It was not her fault. It was an accident. Nothing more, nothing less or that’s what I led myself to believe. How could my dearest and closest friend purposefully hurt me? Try to kill me? I wouldn’t even believe it when the doctor informed me that my morning tea had been poisoned. And who made that cup of tea? Rose, my most loved friend did.
Our friendship stretches back to our births. Our mothers were best friends. We were born one day apart at the same hospital. Her mother named her Rose and my mother named me Lily. Lily and Rose, the most beautiful flowers in the entire world as our mothers used to say. When my mother died Rose’s mother was so grief stricken over the loss of her most cherished friend that she died but one month later of sadness. Rose and I went to the same school, were in the same class all throughout our primary school years. When we advanced to secondary school that’s when I began to notice a change in Rose. We were fifteen.
Rose was always a bright student (as was I) but that fact weather she knew it or not wasn’t enough for her. If I received a good mark she strived for better. Friendly competition was normal but she took it to the extreme. See, it wasn’t just in school which she tried to outdo me. It was in everything. If I got new clothes she made sure to ask me how much they cost; Rose would buy new clothes also but more expensive than mine though she knew that she and her mother were dirt poor, her father having died in a car accident when Rose and I were only babies.
If a boy was interested in me she made sure to turn his interest in me to an interest in her. Rose often did this by doing unsavory and unladylike things that her mother would certainly not approve of. I never confronted her and I never told on her. Not once. My loyalty to her was impregnable although she told on me every chance she got. If she did something I knew to be wrong such as cheating on a test of smoking cigarettes I would look the other way, never joining in and never being asked to do so.
When she snuck off late at night to meet a boy or do who knows what I’d not ask her a thing about it acting as though it had never happened. I believed that there was an unspoken code of secrecy between Rose and I. When she lied to her mother I would back up her story lying also in the process. She never once said thank you. Rose was cold me and at times she shut herself off from me completely. I know that I should have said something but I kept my mouth shut and let her alone. I wallowed in my stupidity not once thinking myself at fault for Rose’s conduct.

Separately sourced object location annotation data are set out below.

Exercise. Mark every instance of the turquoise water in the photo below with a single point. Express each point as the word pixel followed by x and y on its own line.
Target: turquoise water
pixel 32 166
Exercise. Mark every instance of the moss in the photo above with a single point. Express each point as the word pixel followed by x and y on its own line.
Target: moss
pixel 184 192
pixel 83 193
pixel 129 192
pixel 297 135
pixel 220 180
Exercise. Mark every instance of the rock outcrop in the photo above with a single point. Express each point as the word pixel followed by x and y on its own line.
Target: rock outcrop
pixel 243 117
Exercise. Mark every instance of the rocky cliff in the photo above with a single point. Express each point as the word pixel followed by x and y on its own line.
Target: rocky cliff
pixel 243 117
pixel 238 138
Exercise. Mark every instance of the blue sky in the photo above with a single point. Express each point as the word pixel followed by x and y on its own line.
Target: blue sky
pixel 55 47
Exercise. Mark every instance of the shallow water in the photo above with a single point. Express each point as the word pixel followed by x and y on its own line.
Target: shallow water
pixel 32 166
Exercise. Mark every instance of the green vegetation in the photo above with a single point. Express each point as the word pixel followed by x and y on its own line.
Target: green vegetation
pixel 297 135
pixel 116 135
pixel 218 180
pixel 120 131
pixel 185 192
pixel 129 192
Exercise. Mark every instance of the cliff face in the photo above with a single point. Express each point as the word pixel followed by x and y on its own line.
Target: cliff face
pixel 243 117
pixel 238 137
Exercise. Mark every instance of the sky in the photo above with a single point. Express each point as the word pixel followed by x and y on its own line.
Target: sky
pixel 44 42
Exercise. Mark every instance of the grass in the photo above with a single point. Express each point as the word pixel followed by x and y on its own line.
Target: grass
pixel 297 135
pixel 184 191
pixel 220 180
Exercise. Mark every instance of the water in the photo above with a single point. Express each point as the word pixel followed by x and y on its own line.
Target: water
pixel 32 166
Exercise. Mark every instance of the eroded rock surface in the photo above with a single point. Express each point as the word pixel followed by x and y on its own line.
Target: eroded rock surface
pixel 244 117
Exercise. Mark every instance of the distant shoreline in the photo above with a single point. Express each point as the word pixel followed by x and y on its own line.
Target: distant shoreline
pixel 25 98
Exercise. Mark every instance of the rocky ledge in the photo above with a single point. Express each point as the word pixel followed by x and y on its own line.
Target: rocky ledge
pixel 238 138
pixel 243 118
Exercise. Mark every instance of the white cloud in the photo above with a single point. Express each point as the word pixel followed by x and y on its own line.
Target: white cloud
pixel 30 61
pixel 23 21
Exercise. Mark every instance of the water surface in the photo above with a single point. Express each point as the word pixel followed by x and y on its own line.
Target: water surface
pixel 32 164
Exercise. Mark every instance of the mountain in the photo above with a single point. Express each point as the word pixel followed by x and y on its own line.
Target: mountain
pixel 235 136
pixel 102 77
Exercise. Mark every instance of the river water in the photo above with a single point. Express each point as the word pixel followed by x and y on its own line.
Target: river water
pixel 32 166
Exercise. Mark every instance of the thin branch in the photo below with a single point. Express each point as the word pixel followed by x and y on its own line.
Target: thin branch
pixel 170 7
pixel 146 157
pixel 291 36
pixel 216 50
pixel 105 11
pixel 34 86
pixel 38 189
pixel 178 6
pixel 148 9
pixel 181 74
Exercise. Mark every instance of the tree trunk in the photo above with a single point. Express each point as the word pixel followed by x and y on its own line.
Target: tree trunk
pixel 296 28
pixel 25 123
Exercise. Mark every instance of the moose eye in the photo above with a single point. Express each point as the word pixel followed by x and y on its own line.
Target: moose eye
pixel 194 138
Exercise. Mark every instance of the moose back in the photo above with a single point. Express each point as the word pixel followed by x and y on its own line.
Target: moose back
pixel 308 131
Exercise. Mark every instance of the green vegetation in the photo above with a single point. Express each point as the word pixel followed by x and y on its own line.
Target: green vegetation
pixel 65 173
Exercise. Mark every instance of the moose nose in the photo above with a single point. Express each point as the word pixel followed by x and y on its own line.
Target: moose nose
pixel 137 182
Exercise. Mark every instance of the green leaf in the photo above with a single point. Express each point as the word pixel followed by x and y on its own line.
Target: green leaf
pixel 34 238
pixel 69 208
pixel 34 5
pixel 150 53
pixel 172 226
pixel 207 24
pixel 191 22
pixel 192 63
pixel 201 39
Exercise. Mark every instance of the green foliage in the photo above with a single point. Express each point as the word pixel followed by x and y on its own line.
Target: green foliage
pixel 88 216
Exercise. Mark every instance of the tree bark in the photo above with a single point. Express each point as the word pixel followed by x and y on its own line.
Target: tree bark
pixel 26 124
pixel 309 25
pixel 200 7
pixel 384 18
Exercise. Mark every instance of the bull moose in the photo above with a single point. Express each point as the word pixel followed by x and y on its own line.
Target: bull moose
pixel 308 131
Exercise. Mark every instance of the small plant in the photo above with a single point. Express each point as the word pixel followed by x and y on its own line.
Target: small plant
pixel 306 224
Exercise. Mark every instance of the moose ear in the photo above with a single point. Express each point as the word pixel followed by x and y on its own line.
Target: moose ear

I thought myself a true friend and now I realize that I was anything but. When we graduated from secondary school we were both accepted at the same college. Rose and I rented a little flat relatively close to the campus. Rose met a man with little education and no job. His name was James. Rose told me that they were in love. I was wary of this James character from the beginning but I didn’t question Rose once about this man whom I knew only unpleasant things about. While dating him her grades slipped, she developed a problem with alcohol, and she stayed away for days at a time doing who knows what who knows where.
I covered for her by telling her professors she was sick when I didn’t have an inkling of where she was. I went to every bar in the area looking for her and when I finally found her she was usually passed out. I took her home, changed her into her nightclothes and put her in bed. I worked two jobs to support us and went to school on top of everything else. I came home one morning after working the graveyard shift to find the flat empty. I went into the kitchen and found a hot cup of tea, a note, and a perfect red rose with the thorns taken off.
The note read: Lily dearest, I’ve gone to the grocery. I’ll be back soon. Drink the tea; I made it just as you like it. Love, Rose.” I picked up the rose, smelled it, smiled at this warmth Rose was showing me, sat down, and took a sip of my tea. It was oh so sweet. I didn’t even taste the poison. I managed to call the ambulance before I passed out. I nearly died. The evidence the authorities had against Rose was so overwhelming that they arrested her immediately. They found her in her favorite bar drinking up the grocery money; She never confessed but she never denied it either.
Rose was taken to a mental hospital because of her alcoholism which was deemed as self-destructive behavior stemming from a mental disorder. After I recovered I went to visit Rose. I was shocked; we were only in our early twenties and Rose looked as though she were an old woman. I then realized that she had been looking that way for quite some time but I shut it out. I asked her, “Why Rose, why?”
All she said was, “You know why Lily.” I never went to see her again. In that exact moment looking into Rose’s eyes in that asylum I knew why she had tried to kill me. I was not a friend to Rose; I was more like an enemy. I watched her deteriorate and did absolutely nothing to help her. I now wallowed in irreparable shame. It was not her fault. It was mine.